Werner Herzog has never played by the rules. From the very start of this short film documenting his life, we are confronted with his enigmatic, off the wall view of the world. Having lost a bet with filmmaker Errol Morris, that he would never finish the film Gates of Heaven, he kept his promise to eat his own shoes. In this bizarre clip we are shown Herzog stewing his shoes in a large pan and subsequently eating them. It is just one example of many in the film that showcases Herzog's unique personality and is perhaps one of the reasons he is so revered by his cult following.
Given Herzog's inclination to veer to the unusual, it is surprising how linear the documentary is. We are taken on a brief but emotional look at his upbringing and a fairly chronological view of his filmography. If you're unfamiliar with Herzog, you may find it disappointing that the director, Thomas von Steinaecker, chose not to delve deeper into his personal life. Although one scene in particular really gives a sense of Herzog's struggles early on in his life. He recounts his mother telling him that they only had one loaf of bread for the week, and for each day a slice was cut from the loaf. In a heartfelt explanation Herzog breaks down, telling the interviewer that they rarely made it to the weekend before the bread was eaten. It's scenes like these that give a sense of his upbringing, it is a shame that this is one of a few that reveals the man behind the camera.

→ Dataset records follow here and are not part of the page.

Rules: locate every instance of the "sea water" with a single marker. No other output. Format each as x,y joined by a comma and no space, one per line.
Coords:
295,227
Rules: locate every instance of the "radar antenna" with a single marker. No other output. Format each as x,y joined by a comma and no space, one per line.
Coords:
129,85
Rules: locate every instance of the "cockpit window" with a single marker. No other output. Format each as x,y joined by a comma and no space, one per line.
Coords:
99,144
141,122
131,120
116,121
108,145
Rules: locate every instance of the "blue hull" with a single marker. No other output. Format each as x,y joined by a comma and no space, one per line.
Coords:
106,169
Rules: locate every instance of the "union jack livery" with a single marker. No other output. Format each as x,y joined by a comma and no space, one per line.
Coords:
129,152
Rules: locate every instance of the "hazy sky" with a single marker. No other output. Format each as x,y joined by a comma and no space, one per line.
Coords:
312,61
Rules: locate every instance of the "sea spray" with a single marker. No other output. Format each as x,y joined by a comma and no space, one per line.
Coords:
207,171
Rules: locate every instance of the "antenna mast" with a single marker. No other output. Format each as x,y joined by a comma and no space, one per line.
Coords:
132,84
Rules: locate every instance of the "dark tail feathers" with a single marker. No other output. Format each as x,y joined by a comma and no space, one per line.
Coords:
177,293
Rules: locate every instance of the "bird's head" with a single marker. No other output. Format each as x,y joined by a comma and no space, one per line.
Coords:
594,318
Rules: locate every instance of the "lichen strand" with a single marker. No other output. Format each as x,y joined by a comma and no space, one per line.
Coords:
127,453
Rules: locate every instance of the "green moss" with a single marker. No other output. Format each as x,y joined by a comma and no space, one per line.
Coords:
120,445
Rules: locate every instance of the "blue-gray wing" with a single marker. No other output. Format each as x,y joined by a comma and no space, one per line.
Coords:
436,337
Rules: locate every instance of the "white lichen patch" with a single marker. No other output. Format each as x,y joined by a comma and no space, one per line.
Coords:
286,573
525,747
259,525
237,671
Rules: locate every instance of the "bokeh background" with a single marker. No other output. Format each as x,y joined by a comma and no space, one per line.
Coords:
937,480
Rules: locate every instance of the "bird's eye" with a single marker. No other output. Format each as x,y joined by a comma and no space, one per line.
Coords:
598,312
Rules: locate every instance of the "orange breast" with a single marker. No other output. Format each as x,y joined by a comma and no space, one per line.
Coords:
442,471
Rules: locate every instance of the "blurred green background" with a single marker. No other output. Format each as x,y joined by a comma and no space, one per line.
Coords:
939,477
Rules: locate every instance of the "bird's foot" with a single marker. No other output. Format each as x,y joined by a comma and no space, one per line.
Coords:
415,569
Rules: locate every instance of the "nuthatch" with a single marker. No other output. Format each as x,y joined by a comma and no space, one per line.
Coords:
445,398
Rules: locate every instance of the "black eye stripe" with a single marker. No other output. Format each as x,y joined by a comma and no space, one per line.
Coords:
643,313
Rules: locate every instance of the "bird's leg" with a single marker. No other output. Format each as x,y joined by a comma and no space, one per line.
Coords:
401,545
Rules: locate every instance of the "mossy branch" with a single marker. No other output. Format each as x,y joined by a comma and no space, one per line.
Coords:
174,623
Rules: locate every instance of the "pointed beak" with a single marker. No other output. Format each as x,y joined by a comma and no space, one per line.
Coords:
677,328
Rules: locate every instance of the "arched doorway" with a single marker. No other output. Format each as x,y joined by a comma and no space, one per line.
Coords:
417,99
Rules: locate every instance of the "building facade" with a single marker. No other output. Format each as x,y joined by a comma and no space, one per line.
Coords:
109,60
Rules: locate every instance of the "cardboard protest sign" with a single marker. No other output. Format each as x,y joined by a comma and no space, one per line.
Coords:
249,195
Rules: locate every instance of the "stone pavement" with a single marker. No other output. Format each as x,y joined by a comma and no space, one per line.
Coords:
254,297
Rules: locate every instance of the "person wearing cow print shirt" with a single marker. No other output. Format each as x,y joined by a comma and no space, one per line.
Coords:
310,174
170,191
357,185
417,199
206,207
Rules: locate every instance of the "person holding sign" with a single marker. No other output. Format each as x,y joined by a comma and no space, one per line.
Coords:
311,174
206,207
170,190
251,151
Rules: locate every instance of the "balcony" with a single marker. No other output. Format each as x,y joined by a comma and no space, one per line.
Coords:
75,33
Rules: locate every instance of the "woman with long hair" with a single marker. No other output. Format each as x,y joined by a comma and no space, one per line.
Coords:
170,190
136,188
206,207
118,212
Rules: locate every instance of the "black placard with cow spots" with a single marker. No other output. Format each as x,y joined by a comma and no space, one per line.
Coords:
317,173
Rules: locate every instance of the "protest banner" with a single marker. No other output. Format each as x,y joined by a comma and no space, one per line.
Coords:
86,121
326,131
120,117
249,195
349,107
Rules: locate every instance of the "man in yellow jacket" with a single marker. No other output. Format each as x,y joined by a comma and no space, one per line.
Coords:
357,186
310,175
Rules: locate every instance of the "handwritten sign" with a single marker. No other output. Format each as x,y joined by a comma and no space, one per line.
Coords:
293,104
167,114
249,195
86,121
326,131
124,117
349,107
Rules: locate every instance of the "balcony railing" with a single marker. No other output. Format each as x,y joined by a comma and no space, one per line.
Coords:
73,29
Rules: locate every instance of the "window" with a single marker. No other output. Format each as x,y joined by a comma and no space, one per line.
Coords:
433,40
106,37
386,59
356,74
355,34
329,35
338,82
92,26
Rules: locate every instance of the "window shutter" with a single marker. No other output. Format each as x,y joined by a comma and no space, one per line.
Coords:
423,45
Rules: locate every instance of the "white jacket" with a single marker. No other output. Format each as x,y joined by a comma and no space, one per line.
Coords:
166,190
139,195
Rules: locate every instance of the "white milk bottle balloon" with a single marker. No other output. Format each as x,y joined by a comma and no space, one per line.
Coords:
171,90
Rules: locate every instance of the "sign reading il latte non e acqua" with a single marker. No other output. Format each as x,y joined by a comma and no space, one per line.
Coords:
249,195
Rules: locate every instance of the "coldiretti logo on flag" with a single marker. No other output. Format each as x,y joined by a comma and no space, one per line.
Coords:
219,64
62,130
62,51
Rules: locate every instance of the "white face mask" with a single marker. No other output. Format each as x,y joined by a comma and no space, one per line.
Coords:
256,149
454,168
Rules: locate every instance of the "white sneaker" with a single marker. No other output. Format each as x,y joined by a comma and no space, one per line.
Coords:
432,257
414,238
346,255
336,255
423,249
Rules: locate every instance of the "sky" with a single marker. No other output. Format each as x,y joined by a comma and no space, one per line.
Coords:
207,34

His work relationship with Klaus Kinski is featured prominently showing his importance to Herzog's work. The intense internal and external pressure generated by him as an actor was revered by the famous director during the marking of his films. The combination of the two unique energies, which at first complemented each other, became too much in the end and Kinski's deteriorating mental health meant they didn't work together again after Fitzcarraldo (1982). It is perhaps surprising that they were able to work together for as long as they did as some behind the scenes shots show a man on the edge, regularly hurling abuse at Herzog and at times coming close to violence. It is incredible the lengths at which Herzog goes to in order to film a scene. In Fitzcarraldo, we are shown how a huge steamboat is pulled by hand over a mountain by the crew of the film. It resulted in a fractious atmosphere on set with one person even dying during filming. Watching the documentary, it makes the viewer question how much of Herzog's admiration is from acting out of the mundane and pure shock value? It certainly plays a role, the extent of which is unclear.

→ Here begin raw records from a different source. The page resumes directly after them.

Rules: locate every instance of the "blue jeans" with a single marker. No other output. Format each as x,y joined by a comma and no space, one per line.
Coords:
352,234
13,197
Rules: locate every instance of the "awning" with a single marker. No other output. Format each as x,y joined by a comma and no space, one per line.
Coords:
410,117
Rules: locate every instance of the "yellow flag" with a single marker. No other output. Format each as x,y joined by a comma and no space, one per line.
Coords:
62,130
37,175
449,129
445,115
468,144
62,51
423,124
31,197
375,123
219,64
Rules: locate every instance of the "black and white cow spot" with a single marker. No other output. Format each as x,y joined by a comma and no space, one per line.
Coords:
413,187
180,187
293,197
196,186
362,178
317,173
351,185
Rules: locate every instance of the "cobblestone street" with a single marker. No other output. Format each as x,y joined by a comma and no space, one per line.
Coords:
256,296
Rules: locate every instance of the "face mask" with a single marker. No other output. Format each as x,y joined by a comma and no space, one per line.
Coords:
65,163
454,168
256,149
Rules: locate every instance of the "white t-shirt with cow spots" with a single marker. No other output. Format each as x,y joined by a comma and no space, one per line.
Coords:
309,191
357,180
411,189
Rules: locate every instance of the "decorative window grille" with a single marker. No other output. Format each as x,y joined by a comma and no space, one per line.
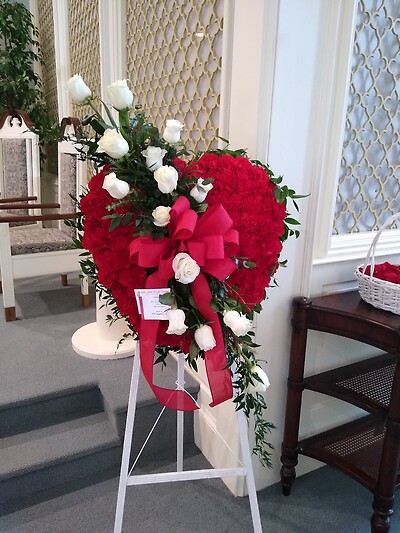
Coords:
49,74
85,44
174,54
369,182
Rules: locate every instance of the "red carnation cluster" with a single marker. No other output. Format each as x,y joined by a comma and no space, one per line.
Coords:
247,194
385,271
110,248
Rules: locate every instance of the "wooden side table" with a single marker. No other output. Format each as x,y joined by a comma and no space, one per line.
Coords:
367,449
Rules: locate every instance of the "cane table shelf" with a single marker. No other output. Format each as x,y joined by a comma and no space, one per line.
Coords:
367,449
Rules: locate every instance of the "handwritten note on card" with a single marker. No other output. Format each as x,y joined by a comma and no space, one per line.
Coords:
149,306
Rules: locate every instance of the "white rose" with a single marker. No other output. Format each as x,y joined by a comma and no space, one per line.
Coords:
204,337
161,216
177,324
258,386
154,156
238,323
172,132
113,144
166,178
78,89
117,188
120,95
199,191
186,269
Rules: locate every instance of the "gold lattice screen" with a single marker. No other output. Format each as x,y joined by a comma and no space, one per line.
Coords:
174,50
45,25
369,182
85,44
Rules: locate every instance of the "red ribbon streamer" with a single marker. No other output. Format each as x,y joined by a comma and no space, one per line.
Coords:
210,240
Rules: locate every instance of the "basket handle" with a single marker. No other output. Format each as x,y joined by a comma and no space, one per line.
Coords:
371,252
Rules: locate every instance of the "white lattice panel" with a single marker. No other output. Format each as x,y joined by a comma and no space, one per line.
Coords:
85,44
369,190
49,74
174,50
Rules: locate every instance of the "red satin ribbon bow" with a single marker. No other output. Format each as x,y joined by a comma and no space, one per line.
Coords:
210,240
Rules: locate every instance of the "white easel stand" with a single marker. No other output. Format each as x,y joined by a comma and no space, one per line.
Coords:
180,475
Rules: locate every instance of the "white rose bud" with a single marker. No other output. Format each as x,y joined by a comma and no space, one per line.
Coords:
78,89
199,191
204,337
166,178
120,95
117,188
154,156
177,324
258,386
172,132
238,323
186,269
161,216
113,144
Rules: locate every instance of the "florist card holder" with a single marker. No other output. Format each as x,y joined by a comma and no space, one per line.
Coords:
126,475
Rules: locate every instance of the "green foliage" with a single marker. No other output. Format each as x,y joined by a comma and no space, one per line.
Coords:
20,85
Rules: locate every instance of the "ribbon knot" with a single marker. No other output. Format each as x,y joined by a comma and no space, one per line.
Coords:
210,240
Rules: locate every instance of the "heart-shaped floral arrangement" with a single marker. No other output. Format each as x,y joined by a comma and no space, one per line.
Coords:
208,228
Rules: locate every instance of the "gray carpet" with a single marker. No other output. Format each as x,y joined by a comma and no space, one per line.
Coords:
37,357
323,501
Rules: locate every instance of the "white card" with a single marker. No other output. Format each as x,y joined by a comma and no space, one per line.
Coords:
149,306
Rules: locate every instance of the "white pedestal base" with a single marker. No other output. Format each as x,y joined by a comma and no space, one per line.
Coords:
88,342
99,340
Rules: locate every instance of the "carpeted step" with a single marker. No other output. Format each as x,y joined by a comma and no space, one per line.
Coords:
49,456
48,409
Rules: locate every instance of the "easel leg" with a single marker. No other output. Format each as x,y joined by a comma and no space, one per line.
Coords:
251,486
180,416
130,418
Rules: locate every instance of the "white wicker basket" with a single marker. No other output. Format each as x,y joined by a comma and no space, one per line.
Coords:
377,292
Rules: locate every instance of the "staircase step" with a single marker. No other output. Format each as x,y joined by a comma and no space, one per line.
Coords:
59,453
52,408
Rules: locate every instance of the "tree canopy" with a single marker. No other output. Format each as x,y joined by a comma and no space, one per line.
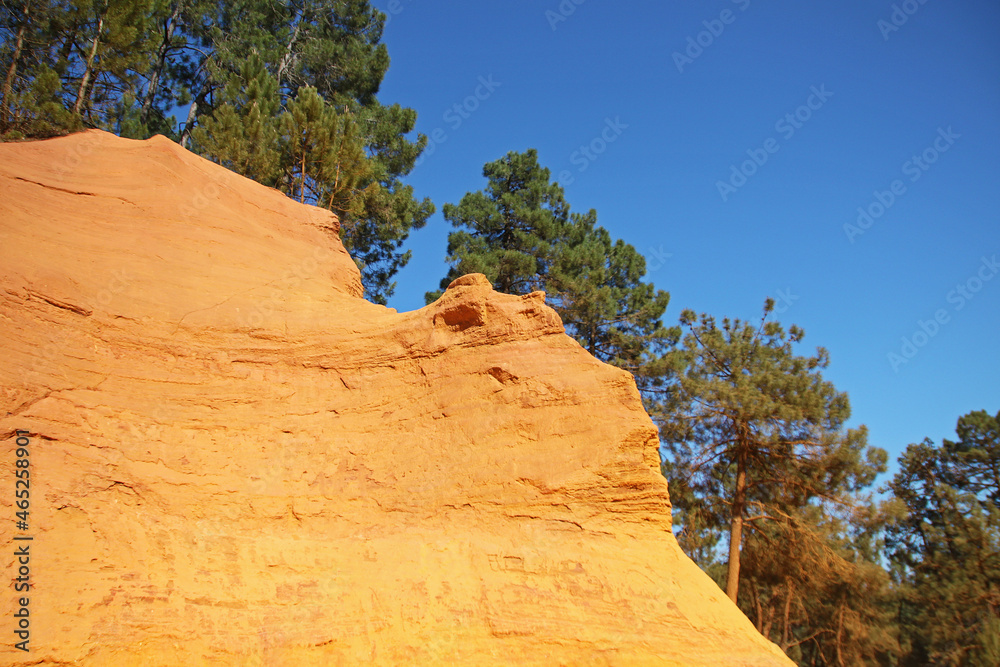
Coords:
943,534
519,232
756,447
281,92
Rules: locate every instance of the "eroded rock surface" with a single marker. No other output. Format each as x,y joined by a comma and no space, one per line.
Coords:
235,459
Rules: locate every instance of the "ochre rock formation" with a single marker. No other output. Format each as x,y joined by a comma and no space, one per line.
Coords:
235,459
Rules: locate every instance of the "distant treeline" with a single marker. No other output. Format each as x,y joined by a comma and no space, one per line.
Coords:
772,494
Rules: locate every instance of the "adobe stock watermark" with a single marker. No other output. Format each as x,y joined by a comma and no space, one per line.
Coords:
901,13
914,168
960,297
706,38
588,153
787,126
565,9
458,113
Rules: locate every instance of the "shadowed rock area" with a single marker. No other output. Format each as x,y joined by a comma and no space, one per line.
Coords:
235,459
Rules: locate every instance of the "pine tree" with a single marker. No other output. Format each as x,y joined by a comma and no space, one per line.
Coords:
520,233
944,538
340,148
507,231
595,284
755,431
242,133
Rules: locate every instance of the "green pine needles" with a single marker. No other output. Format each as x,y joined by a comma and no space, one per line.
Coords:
281,92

At a running time of 90 minutes, it at times feels a little brief; with a director of Herzog's standing, it would be expected to be a more in-depth memoir on his life. Those who are already die-hard fans will no doubt enjoy running through each of his films and seeing the director give glimpses into his production methods. For those who are unfamiliar with his work it can be a difficult watch, with the documentary mainly covering in a very linear way, the films of the man. In better documentaries like Listen to Me Marlon (2015), a deep dive into Marlon Brando's life, it isn't necessary to have seen his films, yet it is a thoroughly enjoyable account of an extraordinary person's life. In Radical Dreamer, it falls short in getting to know the man behind the camera. What we're left with is a fairly interesting recount of his filmography but as a viewer Werner Herzog remains somewhat of an enigma.